Miśce stuknęło pięć latek. Był tort ze świeczkami księżniczkami, było gromkie sto lat, najpierw w przedszkolu później na spotkaniu rodzinnym, była Barbi-syrena wymarzona i Ken (tak wiem wg niektórych niezbyt wartościowe zabawki) ale nie o tym chciałam.
Wśród prezentów urodzinowych były dwa, które chciałam przedstawić i polecić. Pierwszy to drewniana układanka „Mapa polityczna Polski”:
Nie jest szczególnie dokładnie wycięta (już po zakupie odkryłam, że można kupić inne), ale w gruncie rzeczy nie jestem pewna, czy to wada. Tak czy siak Miśka siedzi i namiętnie układa, tylko nazwy województw trzeba jej czytać jeśli się dopytuje.

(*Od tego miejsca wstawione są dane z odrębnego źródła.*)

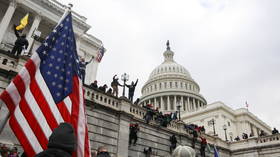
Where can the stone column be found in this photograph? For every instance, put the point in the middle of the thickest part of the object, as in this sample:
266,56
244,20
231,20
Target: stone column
155,102
7,19
182,103
123,138
189,105
34,27
168,103
194,106
161,102
175,103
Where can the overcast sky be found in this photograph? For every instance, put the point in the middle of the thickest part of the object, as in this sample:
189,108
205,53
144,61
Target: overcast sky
230,47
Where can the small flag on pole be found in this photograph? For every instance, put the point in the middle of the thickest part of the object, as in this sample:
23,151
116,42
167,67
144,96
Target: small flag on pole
100,54
48,91
23,22
216,153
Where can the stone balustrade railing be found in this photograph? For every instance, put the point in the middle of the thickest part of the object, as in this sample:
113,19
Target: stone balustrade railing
102,98
121,104
7,62
255,142
269,138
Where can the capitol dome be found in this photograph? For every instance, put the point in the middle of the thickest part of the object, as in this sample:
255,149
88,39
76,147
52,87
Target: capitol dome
171,85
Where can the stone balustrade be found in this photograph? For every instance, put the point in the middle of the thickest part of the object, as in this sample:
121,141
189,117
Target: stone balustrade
7,62
101,98
254,142
269,139
137,111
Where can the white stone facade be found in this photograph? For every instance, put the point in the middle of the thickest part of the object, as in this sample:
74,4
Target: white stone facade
171,85
43,17
237,121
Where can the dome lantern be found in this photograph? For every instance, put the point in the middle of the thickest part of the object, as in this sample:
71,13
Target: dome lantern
168,54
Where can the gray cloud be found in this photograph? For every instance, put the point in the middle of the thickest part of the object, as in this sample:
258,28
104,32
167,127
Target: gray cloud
231,51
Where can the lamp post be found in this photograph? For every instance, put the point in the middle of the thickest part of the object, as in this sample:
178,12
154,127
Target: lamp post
124,78
179,110
213,123
225,128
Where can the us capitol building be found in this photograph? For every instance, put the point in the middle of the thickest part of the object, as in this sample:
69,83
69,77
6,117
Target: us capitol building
169,88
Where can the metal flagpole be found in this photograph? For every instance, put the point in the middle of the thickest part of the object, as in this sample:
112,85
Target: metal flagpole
7,115
5,119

Druga zabawka to właściwie łamigłówka logiczna Katamino. Bawiłyśmy się nią w zeszłym roku na festiwalu gier w Warszawie. Wtedy trudno mi było odciągnąć ją od tej łamigłówki. Nic się nie zmieniło. Teraz też w nią wsiąka. Wybiera wcale nie najłatwiejsze zadania i z uporem szuka rozwiązania. Z resztą wcale się nie dziwię, mnie też wciąga.